The one takeaway, if nothing else: Any usability issue found by an inspection method is considered a false alarm if it is not also found by usability testing.
The article does a thourough job of discussing how usability testing should work. It does do a good deal of belaboring the obvious in the beginning (“The Focus is on Usability”, etc), but has a really solid section disussing the recording and analysis of data. I found particularly helpful the section on triangulation – a problem should manifest in several ways, and the section on identifying positive issues. The reason behind providing positive reviews – to ensure that the knowledge of what works is documented is something that changed my perspective on usability testing. Prior to reading this section, my unconcious assumption was that UX design/testing was a way of providing a “bug-free” experience. In reality, it needs to be much more than that.
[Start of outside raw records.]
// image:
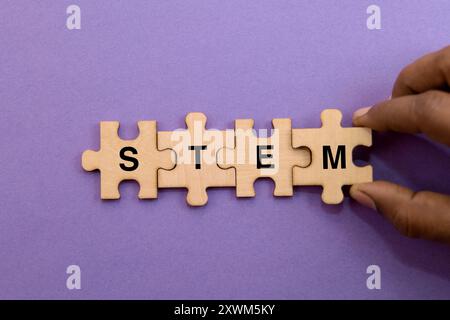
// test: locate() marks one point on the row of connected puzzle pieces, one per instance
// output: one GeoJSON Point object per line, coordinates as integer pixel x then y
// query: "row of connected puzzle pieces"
{"type": "Point", "coordinates": [197, 158]}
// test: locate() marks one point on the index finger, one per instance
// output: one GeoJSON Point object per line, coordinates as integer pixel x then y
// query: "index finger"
{"type": "Point", "coordinates": [432, 71]}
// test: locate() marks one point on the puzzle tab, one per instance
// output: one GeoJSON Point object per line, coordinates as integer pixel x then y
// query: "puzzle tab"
{"type": "Point", "coordinates": [331, 149]}
{"type": "Point", "coordinates": [196, 163]}
{"type": "Point", "coordinates": [270, 157]}
{"type": "Point", "coordinates": [120, 160]}
{"type": "Point", "coordinates": [197, 158]}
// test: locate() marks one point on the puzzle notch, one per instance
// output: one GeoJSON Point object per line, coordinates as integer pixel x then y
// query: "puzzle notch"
{"type": "Point", "coordinates": [119, 160]}
{"type": "Point", "coordinates": [331, 149]}
{"type": "Point", "coordinates": [196, 152]}
{"type": "Point", "coordinates": [257, 157]}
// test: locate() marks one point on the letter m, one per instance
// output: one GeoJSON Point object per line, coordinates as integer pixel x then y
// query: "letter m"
{"type": "Point", "coordinates": [334, 160]}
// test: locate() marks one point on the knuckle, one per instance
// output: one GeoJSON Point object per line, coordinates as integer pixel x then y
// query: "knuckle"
{"type": "Point", "coordinates": [426, 104]}
{"type": "Point", "coordinates": [405, 215]}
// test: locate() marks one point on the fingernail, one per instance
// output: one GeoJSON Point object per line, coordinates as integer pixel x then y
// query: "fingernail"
{"type": "Point", "coordinates": [360, 112]}
{"type": "Point", "coordinates": [361, 197]}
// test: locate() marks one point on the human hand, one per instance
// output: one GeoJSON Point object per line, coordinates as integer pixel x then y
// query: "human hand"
{"type": "Point", "coordinates": [420, 104]}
The paper also has an extensive section on low vs. high fidelity prototypes, which will be useful later on when what we covered in this class becomes fuzzy. Which is why I’m keeping a copy of this one. The part on asynchronous remote testing was also interesting. As a user of Eclipse. I’ve seen the request to gather data many times. My guess is that this must be increasing in use, particularly since the paper was written.
Single usability metrics: Sauro and Kindlund (2005) and McGee (2003,2004) reported on options for a single metric they have used successfully. Need to look into this.
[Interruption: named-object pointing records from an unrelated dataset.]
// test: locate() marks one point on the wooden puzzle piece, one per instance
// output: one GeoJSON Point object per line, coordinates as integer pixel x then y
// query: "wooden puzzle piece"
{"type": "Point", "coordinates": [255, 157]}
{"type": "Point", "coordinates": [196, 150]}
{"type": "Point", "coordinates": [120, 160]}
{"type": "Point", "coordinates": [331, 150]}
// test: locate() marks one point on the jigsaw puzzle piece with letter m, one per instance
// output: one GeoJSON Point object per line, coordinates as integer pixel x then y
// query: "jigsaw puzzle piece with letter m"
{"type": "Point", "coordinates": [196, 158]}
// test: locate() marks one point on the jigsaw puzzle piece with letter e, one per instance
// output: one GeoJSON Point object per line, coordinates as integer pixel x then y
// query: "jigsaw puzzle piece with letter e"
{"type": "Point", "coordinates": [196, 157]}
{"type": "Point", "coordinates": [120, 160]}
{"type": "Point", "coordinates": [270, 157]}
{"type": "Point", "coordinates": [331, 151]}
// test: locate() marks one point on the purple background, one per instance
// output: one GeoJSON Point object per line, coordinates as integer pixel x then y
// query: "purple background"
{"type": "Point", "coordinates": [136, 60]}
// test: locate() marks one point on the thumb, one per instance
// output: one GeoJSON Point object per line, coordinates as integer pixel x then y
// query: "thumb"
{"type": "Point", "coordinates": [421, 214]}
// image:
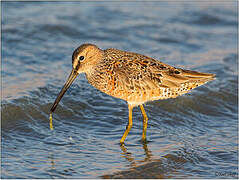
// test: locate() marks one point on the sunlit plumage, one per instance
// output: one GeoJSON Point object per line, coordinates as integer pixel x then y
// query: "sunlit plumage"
{"type": "Point", "coordinates": [132, 77]}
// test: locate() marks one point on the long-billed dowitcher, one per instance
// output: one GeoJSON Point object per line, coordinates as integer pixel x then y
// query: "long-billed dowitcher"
{"type": "Point", "coordinates": [132, 77]}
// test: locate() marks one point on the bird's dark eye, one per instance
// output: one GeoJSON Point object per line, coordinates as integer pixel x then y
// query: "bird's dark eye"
{"type": "Point", "coordinates": [81, 58]}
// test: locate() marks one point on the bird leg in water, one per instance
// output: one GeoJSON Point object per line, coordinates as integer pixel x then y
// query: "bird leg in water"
{"type": "Point", "coordinates": [129, 124]}
{"type": "Point", "coordinates": [50, 118]}
{"type": "Point", "coordinates": [145, 122]}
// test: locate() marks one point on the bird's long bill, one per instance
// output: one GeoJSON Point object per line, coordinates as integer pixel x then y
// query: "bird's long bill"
{"type": "Point", "coordinates": [68, 83]}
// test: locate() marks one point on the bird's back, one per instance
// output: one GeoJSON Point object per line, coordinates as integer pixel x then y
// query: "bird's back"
{"type": "Point", "coordinates": [137, 78]}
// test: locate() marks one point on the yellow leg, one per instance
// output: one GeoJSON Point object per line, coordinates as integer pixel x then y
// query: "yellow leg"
{"type": "Point", "coordinates": [129, 124]}
{"type": "Point", "coordinates": [145, 122]}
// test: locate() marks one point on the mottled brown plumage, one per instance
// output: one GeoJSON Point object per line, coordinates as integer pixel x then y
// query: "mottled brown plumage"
{"type": "Point", "coordinates": [132, 77]}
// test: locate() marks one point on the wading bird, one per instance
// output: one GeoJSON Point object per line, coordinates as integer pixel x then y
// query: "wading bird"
{"type": "Point", "coordinates": [132, 77]}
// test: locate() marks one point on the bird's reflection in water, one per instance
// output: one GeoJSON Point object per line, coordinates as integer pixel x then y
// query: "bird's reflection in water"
{"type": "Point", "coordinates": [51, 158]}
{"type": "Point", "coordinates": [129, 156]}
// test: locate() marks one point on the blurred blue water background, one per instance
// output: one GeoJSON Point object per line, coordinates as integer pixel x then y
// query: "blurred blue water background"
{"type": "Point", "coordinates": [192, 136]}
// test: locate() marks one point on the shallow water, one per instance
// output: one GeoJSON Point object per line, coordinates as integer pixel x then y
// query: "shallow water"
{"type": "Point", "coordinates": [192, 136]}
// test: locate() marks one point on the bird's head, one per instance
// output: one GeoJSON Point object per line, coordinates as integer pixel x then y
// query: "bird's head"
{"type": "Point", "coordinates": [85, 56]}
{"type": "Point", "coordinates": [83, 60]}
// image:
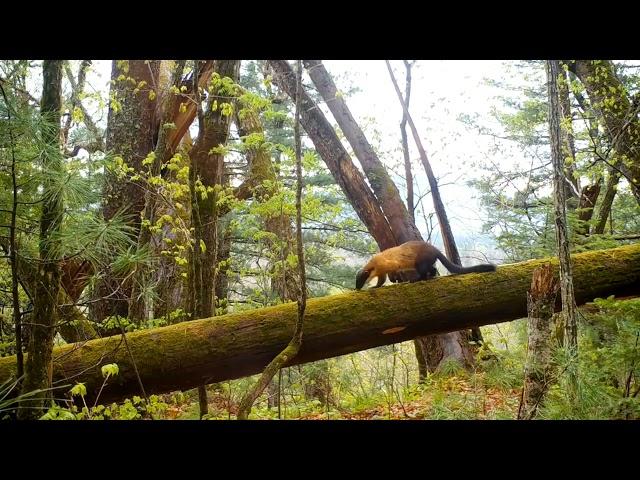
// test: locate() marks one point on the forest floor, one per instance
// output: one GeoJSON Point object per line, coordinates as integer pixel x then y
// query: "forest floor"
{"type": "Point", "coordinates": [450, 398]}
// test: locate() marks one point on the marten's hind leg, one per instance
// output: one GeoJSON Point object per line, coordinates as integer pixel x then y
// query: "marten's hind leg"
{"type": "Point", "coordinates": [381, 280]}
{"type": "Point", "coordinates": [426, 268]}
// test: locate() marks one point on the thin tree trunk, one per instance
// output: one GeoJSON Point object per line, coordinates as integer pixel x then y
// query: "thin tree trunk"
{"type": "Point", "coordinates": [562, 235]}
{"type": "Point", "coordinates": [38, 367]}
{"type": "Point", "coordinates": [405, 143]}
{"type": "Point", "coordinates": [330, 148]}
{"type": "Point", "coordinates": [292, 349]}
{"type": "Point", "coordinates": [383, 187]}
{"type": "Point", "coordinates": [138, 307]}
{"type": "Point", "coordinates": [131, 131]}
{"type": "Point", "coordinates": [456, 344]}
{"type": "Point", "coordinates": [13, 255]}
{"type": "Point", "coordinates": [183, 356]}
{"type": "Point", "coordinates": [572, 182]}
{"type": "Point", "coordinates": [541, 302]}
{"type": "Point", "coordinates": [612, 103]}
{"type": "Point", "coordinates": [607, 201]}
{"type": "Point", "coordinates": [588, 198]}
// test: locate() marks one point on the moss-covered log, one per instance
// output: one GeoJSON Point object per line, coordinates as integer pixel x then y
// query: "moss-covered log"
{"type": "Point", "coordinates": [211, 350]}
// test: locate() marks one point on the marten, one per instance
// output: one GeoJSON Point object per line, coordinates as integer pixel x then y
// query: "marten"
{"type": "Point", "coordinates": [411, 259]}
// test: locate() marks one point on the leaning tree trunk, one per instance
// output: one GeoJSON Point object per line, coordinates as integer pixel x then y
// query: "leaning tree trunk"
{"type": "Point", "coordinates": [205, 182]}
{"type": "Point", "coordinates": [613, 106]}
{"type": "Point", "coordinates": [394, 213]}
{"type": "Point", "coordinates": [609, 195]}
{"type": "Point", "coordinates": [541, 303]}
{"type": "Point", "coordinates": [337, 159]}
{"type": "Point", "coordinates": [206, 169]}
{"type": "Point", "coordinates": [138, 304]}
{"type": "Point", "coordinates": [131, 134]}
{"type": "Point", "coordinates": [38, 366]}
{"type": "Point", "coordinates": [212, 350]}
{"type": "Point", "coordinates": [562, 234]}
{"type": "Point", "coordinates": [454, 345]}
Severity ratings. The article spends some time discussing the lack of consistency in assigment of ratings between users. Interestingly, in the current issue of Communications of the ACM, there is an article on student grading in MOOCS. It seems that there has been some success with having students first evaluate several common baseline designs, and then grade each other’s work. The grades can then be normalized using the baseline evaluations as the reference. As long as students don’t game the system (see the [iterated?] Prisoners dilemma), this could be a good approach for a potential solution.
On thinking aloud. The paper supports this very enthusiastically. I’m personally a fan for more loosely structured situations where patterns emerge rather than running through a detailed script, but the power of the technique is such that it supports this wide variety of applications.
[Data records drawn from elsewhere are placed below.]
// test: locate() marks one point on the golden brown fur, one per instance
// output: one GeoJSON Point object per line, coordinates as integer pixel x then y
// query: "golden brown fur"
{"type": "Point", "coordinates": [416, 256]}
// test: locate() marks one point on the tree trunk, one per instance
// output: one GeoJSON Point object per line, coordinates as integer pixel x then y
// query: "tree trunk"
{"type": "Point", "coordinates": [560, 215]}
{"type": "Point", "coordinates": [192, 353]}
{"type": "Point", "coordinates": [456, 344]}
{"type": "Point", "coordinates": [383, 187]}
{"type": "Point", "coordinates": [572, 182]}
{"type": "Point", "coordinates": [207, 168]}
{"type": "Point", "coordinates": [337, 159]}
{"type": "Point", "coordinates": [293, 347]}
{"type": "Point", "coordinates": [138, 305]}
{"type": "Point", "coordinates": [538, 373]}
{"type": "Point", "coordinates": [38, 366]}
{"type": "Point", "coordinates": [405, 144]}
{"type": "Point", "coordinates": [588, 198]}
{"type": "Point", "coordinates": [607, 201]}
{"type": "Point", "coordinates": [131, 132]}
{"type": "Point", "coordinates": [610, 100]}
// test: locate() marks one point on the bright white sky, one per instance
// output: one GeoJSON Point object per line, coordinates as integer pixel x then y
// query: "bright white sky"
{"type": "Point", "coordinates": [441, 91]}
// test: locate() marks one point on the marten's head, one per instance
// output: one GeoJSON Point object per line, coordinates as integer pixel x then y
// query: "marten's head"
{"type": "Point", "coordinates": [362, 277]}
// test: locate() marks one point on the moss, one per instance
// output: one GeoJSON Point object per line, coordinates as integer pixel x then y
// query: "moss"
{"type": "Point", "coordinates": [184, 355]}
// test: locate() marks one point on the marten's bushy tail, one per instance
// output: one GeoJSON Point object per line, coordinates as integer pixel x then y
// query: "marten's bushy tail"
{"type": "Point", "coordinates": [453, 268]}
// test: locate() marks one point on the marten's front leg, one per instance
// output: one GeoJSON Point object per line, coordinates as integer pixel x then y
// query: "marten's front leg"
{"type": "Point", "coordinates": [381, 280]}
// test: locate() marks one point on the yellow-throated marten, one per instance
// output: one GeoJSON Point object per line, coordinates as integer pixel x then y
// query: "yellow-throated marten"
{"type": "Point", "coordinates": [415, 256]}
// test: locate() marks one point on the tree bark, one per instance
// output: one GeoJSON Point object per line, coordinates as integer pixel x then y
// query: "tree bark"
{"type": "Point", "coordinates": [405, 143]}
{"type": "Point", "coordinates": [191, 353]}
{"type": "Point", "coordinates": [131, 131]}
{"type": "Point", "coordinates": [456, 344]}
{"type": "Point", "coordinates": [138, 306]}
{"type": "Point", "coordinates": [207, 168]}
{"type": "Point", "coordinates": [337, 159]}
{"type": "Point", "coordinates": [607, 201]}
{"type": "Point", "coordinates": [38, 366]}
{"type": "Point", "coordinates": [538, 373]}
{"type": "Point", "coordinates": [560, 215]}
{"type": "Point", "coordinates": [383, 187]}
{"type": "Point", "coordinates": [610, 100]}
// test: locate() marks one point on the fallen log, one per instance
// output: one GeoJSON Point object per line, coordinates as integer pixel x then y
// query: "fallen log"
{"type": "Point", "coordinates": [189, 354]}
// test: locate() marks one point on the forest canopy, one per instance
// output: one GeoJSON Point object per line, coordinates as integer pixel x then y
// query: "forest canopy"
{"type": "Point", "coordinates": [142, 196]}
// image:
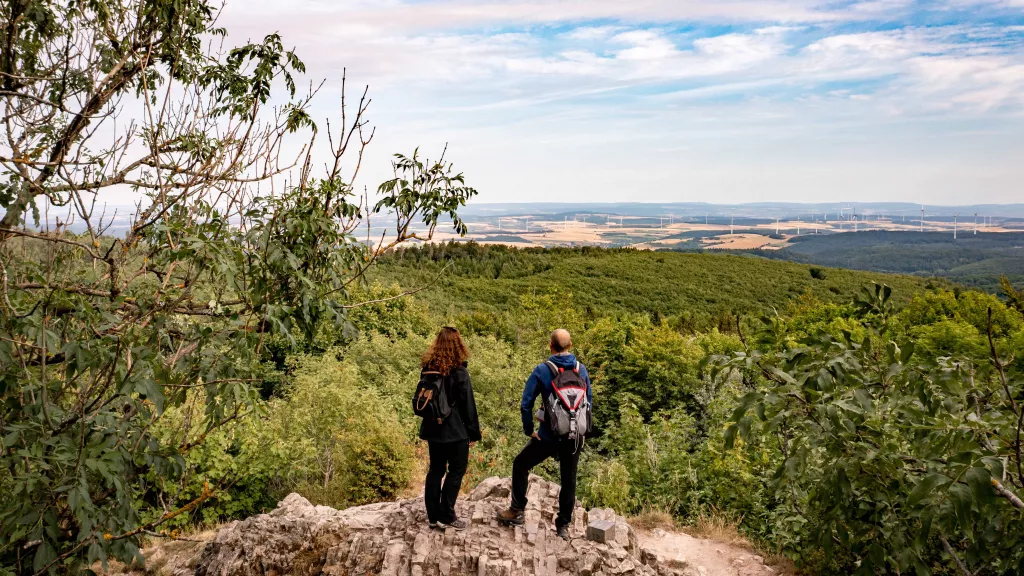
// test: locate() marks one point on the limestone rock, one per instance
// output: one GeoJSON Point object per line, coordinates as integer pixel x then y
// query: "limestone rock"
{"type": "Point", "coordinates": [393, 539]}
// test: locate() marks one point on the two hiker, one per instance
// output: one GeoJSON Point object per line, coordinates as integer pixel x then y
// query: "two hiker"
{"type": "Point", "coordinates": [444, 399]}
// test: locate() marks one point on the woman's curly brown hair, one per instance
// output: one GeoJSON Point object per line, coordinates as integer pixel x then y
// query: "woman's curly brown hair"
{"type": "Point", "coordinates": [446, 353]}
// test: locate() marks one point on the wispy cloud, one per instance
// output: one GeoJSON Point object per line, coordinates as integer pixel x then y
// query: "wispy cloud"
{"type": "Point", "coordinates": [511, 77]}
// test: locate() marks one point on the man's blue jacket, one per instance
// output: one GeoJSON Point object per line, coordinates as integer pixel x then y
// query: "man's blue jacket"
{"type": "Point", "coordinates": [540, 383]}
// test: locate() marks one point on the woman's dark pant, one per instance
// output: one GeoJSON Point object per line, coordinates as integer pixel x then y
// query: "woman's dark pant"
{"type": "Point", "coordinates": [448, 461]}
{"type": "Point", "coordinates": [532, 454]}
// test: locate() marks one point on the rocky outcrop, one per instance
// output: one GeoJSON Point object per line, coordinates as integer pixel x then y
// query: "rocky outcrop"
{"type": "Point", "coordinates": [394, 539]}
The section on testing special populations is enormous and just a good reference. Too much to actually summarize in any meaningful way.
The section on balancing harm with purpose was thought-provoking, but in my opinion, unhelpfully vague. When harm is considered stress from a participant struggle with a UI, I think that the term harm may have lost meaning. It may be that we need to have a term for insignificant harm. Struggle is a part of life. Will we have to submit an IRB before distributing an exam? In many cases, stress is beneficial in the long run while being uncomfortable in the short run. Consider aerobic training. Wind sprints are undeniably stressful, but critical for improving performance.
In the Future Directions section, the section on the RITE method was quite interesting. To a significant degree, it has been incorporated into the Agile development process, and integrates well into iterative development. In a way, the ultimate expression of development may either converge towards some kind of collaborative development that includes the users from initial concept to rollout, or perhaps even more interesting, user-driven development.